Here, we use the NTCIR-2 ad-hoc monolingual (English) IR test collection. The test collection contains 322,058 documents, 49 search topics and relevance judgments.
|-- data
|-- docs
|-- ntc1.e1.gz // NTCIR-1 (#187,080) collection converted with ACCN-e.pl
|-- ntc2-e1g.gz // NTCIR-2 (#77,433) NACSIS Academic Conference Papers Database
|-- ntc2-e1k.gz // NTCIR-2 (#57,545) NACSIS Grant-in-Aid Scientific Research Database
|-- rels
|-- rel1_ntc2-e2_0101-0149 // judgments for relevant documents
|-- rel2_ntc2-e2_0101-0149 // judgments for partially relevant documents
|-- topics
|-- topic-e0101-0149 // English topics for NTCIR-2
Here, we use the open-source information retrieval toolkit anserini which is built on Lucene. Below are the installation steps for a mac computer (tested on OSX 10.14) based on their colab demo.
# install maven
brew cask install adoptopenjdk
brew install maven
# cloning / installing anserini
git clone https://github.com/castorini/anserini.git --recurse-submodules
cd anserini/
# changing jacoco from 0.8.2 to 0.8.3 in pom.xml to build correctly
mvn clean package appassembler:assemble
# compile evaluation tools and other scripts
cd tools/eval && tar xvfz trec_eval.9.0.4.tar.gz && cd trec_eval.9.0.4 && make && cd ../../..

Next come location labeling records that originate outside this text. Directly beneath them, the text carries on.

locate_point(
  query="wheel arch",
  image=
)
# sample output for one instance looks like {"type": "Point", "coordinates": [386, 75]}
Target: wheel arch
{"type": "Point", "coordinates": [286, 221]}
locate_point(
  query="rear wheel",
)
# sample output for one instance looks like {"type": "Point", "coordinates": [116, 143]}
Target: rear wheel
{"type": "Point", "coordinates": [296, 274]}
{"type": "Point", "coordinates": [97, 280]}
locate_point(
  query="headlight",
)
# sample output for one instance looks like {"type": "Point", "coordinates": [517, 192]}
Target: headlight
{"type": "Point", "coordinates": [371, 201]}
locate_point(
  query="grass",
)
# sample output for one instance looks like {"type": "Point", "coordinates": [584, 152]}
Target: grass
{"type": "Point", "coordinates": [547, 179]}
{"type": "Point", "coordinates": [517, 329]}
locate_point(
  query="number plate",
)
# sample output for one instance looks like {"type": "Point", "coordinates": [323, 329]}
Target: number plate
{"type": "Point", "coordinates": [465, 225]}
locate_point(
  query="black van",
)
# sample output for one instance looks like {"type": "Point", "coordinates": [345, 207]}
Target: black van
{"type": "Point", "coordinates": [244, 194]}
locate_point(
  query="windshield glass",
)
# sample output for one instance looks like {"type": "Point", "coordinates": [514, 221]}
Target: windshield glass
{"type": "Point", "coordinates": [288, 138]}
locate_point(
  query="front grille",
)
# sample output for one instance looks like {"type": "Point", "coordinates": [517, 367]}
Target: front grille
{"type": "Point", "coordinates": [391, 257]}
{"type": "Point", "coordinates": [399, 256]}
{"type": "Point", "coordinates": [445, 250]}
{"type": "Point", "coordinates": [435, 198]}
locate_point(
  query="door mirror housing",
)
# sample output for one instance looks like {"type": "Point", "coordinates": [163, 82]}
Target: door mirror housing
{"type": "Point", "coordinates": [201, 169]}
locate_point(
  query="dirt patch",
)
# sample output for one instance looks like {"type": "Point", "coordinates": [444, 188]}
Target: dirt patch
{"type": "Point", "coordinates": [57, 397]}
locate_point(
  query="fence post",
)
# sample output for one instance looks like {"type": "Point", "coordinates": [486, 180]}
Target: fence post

cd tools/eval/ndeval && make && cd ../../..
First, we convert NTCIR SGML formatted documents to TREC format for easier indexing.
From
<REC>
<ACCN>...</ACCN> // doc_id
<TITE>...</TITE> or <PJNE>...</PJNE> // Title
<AUPE>...</AUPE> // Authors
<CNFE>...</CNFE> // Conference name
<CNFD>...</CNFD> // Conference date
<ABSE> // Abstract
<ABSE.P>...</ABSE.P> // paragraph
</ABSE>
<KYWE>...</KYWE> // Keywords
<SOCE>...</SOCE> // Host society
</REC>
to
<DOC>
<DOCNO>...</DOCNO> // doc_id
<TITLE>...</TITLE> // title
<TEXT>...</TEXT> // abstract
<HEAD>...</HEAD> // keywords (optional)
</DOC>
by doing:
sh src/0_create_data.sh
Some statistics about the generated data:
ntc1-e1: 187,080 documents, 185,061 with keywords
ntc2-e1g: 77,433 documents, 75,081 with keywords
ntc2-e1k: 57,545 documents, 57,443 with keywords
all 322,058 documents, 317,585 with keywords (98.6%)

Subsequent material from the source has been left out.